Le imprese italiane tornano in Italia. Dopo anni in cui la manifattura emigrava all’estero ponendo in essere un massiccio fenomeno di delocalizzazione che ha avuto come conseguenza non solo la perdita di numerosi posti di lavoro, ma anche un peggioramento degli standard qualitativi dei prodotti del made in Italy, i trend sembra finalmente aver cominciato ad invertire la propria rotta, grazie al rientro in patria di numerose aziende.
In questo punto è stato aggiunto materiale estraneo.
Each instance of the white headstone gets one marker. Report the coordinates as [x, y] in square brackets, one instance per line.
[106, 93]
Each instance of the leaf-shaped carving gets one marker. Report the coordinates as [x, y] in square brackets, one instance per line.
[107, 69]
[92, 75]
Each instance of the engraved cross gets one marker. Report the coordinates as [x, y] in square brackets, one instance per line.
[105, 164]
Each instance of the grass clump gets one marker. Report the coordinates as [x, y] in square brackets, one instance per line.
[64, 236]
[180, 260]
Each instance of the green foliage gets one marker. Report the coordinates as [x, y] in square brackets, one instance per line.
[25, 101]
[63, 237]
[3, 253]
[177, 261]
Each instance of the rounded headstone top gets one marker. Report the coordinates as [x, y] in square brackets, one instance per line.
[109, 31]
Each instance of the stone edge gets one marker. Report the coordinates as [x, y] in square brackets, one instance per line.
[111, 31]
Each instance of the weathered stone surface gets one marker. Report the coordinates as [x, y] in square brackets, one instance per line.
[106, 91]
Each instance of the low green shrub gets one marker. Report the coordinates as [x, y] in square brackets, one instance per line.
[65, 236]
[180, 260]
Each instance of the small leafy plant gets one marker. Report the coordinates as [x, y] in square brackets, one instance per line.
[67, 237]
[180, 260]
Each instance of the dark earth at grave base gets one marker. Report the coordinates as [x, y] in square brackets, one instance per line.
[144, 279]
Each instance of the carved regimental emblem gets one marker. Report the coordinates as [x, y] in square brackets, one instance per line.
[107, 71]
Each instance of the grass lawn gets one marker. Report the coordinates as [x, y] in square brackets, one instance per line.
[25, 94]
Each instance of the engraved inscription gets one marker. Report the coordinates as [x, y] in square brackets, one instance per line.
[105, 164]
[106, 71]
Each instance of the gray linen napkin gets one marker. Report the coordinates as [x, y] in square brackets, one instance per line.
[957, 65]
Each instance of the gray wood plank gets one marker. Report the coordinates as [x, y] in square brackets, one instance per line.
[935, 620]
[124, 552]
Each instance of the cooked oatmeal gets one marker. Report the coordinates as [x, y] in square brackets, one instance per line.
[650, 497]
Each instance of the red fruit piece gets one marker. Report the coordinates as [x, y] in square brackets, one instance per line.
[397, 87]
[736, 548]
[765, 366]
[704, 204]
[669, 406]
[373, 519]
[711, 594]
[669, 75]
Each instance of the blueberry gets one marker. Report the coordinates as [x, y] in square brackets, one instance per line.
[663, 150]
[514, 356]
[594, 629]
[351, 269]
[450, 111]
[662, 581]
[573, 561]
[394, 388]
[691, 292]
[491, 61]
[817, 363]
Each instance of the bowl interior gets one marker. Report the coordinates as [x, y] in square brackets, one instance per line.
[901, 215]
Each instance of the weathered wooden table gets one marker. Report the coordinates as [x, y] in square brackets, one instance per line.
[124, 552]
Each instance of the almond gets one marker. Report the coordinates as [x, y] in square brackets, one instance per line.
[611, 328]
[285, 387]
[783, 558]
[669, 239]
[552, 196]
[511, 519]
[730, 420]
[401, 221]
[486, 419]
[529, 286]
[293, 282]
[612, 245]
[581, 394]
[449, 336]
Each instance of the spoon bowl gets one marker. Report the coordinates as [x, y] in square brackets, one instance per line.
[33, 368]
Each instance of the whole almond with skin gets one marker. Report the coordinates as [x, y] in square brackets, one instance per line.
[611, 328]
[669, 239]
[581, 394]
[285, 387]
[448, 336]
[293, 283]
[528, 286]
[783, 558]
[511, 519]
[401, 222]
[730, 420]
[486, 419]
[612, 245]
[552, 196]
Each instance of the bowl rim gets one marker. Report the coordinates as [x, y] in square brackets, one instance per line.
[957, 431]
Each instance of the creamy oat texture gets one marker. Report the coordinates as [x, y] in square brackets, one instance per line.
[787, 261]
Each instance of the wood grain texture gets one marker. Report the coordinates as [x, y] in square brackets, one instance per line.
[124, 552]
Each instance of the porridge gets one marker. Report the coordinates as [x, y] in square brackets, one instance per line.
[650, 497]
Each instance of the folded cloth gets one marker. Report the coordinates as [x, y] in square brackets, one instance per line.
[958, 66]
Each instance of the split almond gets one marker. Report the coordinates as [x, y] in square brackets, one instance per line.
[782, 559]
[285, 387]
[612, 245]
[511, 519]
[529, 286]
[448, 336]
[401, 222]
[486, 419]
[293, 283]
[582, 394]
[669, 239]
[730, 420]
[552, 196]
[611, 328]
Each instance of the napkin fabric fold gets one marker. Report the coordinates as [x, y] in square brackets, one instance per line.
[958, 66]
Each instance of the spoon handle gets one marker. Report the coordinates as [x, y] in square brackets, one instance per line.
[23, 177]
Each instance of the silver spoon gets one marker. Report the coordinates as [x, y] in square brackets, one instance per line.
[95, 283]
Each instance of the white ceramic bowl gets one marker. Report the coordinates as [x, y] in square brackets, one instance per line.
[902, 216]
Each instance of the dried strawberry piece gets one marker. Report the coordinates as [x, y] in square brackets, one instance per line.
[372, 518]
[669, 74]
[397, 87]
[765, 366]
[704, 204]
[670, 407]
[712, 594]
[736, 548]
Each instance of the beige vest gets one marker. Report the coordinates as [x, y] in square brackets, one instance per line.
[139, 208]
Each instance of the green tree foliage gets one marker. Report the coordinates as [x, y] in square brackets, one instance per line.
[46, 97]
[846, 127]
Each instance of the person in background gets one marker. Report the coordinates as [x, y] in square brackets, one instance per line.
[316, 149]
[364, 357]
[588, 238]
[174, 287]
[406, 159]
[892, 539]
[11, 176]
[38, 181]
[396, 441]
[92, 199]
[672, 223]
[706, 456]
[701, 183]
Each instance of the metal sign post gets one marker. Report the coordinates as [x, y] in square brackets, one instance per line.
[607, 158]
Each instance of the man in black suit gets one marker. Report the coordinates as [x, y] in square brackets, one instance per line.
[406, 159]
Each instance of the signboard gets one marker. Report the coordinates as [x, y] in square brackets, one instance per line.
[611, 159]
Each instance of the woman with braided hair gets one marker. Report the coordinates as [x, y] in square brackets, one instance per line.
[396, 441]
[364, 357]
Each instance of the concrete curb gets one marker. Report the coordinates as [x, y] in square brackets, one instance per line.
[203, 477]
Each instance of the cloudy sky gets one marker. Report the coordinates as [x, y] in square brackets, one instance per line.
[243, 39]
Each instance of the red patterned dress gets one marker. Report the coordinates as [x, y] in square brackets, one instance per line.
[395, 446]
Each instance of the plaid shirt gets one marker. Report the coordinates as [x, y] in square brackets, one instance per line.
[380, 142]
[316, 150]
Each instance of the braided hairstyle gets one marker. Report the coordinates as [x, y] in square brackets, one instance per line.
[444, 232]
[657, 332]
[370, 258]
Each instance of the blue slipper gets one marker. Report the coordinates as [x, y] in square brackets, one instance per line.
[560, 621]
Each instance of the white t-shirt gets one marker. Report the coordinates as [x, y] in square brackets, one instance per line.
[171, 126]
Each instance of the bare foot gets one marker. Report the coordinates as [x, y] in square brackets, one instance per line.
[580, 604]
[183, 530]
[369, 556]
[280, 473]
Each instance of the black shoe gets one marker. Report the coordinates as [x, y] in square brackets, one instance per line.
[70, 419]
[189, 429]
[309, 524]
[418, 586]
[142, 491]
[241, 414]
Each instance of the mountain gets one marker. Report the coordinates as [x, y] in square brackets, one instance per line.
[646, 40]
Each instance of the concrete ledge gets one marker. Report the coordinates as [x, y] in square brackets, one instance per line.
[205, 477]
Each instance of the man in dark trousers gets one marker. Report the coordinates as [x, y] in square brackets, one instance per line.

Tra la fine degli anni ’90 e i primi anni 2000, era diffusa la convinzione che per competere a livello globale c’erano solo due vie da seguire: ridurre il costo del lavoro e abbassare considerevolmente quello dell’energia. Dal 2008 al 2012, all’acme della crisi, questi due fattori non rappresentavano più una strategia industriale, ma una vera e propria esigenza. La via per farlo divenne una sola: spostare la sede della propria impresa oltre i confini nazionali, in Paesi in cui si spende meno, sia per gli stipendi di lavoratori sia per la produzione nel senso più generale del termine. Nel quadriennio di recessione, l’80% delle imprese italiane che ha scelto di delocalizzare, spostandosi soprattutto nei Paesi dell’Est Europa come Bulgaria, Polonia, Romania e Ungheria.
Il 2016 sembra essere l’anno del cambiamento. Nonostante i problemi riguardanti il cuneo fiscale e il costo dell’energia non siano stati rimossi in maniera strutturale, molte imprese hanno deciso di cambiare i loro piani, puntando proprio su quella qualità che solo la localizzazione sul territorio nazionale può garantire. La competitività si mantiene insistendo su un marchio che da sempre è stato sinonimo di eccellenza: il made in Italy.
Come sottolinea il Sole 24 Ore, gli ultimi esempi di “rientro in Patria” sono Natuzzi, Ciak Roncato, Fiamm, Danfoss, Argo Tractors, And Camincie.
Il Cer, Centro Europa Ricerche, ha pubblicato un report, realizzato con la collaborazione di Unindustria, sul reshoring della manifattura italiana.
In base ai dati aggiornati al giugno del 2015, erano 101 le aziende che avevano rilocalizzato la produzione in Italia, tornando dalla Cina (34,6%) e dall’Est Europa (26,7%).
A tornare in Italia sono soprattutto le aziende attive nel settore tessile – abbigliamento moda, comparto di punta del made in Italy (43% di rientri) seguite da quelle che si occupano di apparecchiature elettriche ed elettroniche (21%) e dalle società di meccanica (8,9%).
Come affermato in precedenza, nonostante i primi segnali positivi ci siano, sono ancora molte le imprese che riscontrano difficoltà a tornare in Italia, prima fra tutte, il costo del lavoro e gli ostacoli esistenti all’attivazione dei processi di ritorno della produzione.